Development of a Statistical Model for Estimating Spatial and Temporal Ambient Ozone Patterns in the Sierra Nevada, California

1Pacific Southwest Research Station, 800 Buchanan St., West Annex, Albany, CA 94710, USA
2Pacific Southwest Research Station, Forest Fire Laboratory, 4955 Canyon Crest Drive, Riverside, CA 92507, USA

Received 4 July 2001; Revised 30 October 2001; Accepted 26 November 2001

Copyright © 2002 Haiganoush K. Preisler et al.
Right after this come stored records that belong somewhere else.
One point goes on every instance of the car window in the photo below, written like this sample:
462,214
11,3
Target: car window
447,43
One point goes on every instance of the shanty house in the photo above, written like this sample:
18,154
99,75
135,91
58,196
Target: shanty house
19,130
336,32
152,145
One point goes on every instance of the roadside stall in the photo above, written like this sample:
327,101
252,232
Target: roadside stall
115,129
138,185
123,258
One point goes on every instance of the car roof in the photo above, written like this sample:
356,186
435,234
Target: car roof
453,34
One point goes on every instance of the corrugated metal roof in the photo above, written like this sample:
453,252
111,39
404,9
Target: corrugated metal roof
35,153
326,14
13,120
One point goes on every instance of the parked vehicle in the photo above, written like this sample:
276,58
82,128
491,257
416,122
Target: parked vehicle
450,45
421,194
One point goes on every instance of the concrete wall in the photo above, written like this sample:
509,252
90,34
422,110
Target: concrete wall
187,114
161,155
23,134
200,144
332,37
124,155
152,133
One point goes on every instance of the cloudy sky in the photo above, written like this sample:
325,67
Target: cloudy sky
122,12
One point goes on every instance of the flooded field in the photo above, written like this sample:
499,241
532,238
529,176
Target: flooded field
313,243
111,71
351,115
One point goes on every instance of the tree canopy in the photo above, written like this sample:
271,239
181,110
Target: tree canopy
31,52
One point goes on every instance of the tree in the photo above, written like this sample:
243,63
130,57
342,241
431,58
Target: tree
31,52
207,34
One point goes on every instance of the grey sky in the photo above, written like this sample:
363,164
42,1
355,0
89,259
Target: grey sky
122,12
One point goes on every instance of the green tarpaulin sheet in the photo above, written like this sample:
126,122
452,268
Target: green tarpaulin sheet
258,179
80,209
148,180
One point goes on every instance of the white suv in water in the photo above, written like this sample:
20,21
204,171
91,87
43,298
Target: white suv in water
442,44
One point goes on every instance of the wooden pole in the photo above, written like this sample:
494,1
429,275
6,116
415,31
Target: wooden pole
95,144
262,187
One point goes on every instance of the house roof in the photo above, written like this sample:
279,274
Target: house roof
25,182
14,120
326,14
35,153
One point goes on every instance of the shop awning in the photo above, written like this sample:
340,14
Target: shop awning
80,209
Statistical approaches for modeling spatially and temporally explicit data are discussed for 79 passive sampler sites and 9 active monitors distributed across the Sierra Nevada, California. A generalized additive regression model was used to estimate spatial patterns and relationships between predicted ozone exposure and explanatory variables, and to predict exposure at nonmonitored sites. The fitted model was also used to estimate probability maps for season average ozone levels exceeding critical (or subcritical) levels in the Sierra Nevada region. The explanatory variables — elevation, maximum daily temperature, and precipitation and ozone level at closest active monitor — were significant in the model. There was also a significant mostly east-west spatial trend. The between-site variability had the same magnitude as the error variability. This seems to indicate that there still exist important site features not captured by the variables used in the analysis and that may improve the accuracy of the predictive model in future studies. The fitted model using robust techniques had an overall R2 value of 0.58. The mean standard deviation for a predicted value was 6.68 ppb.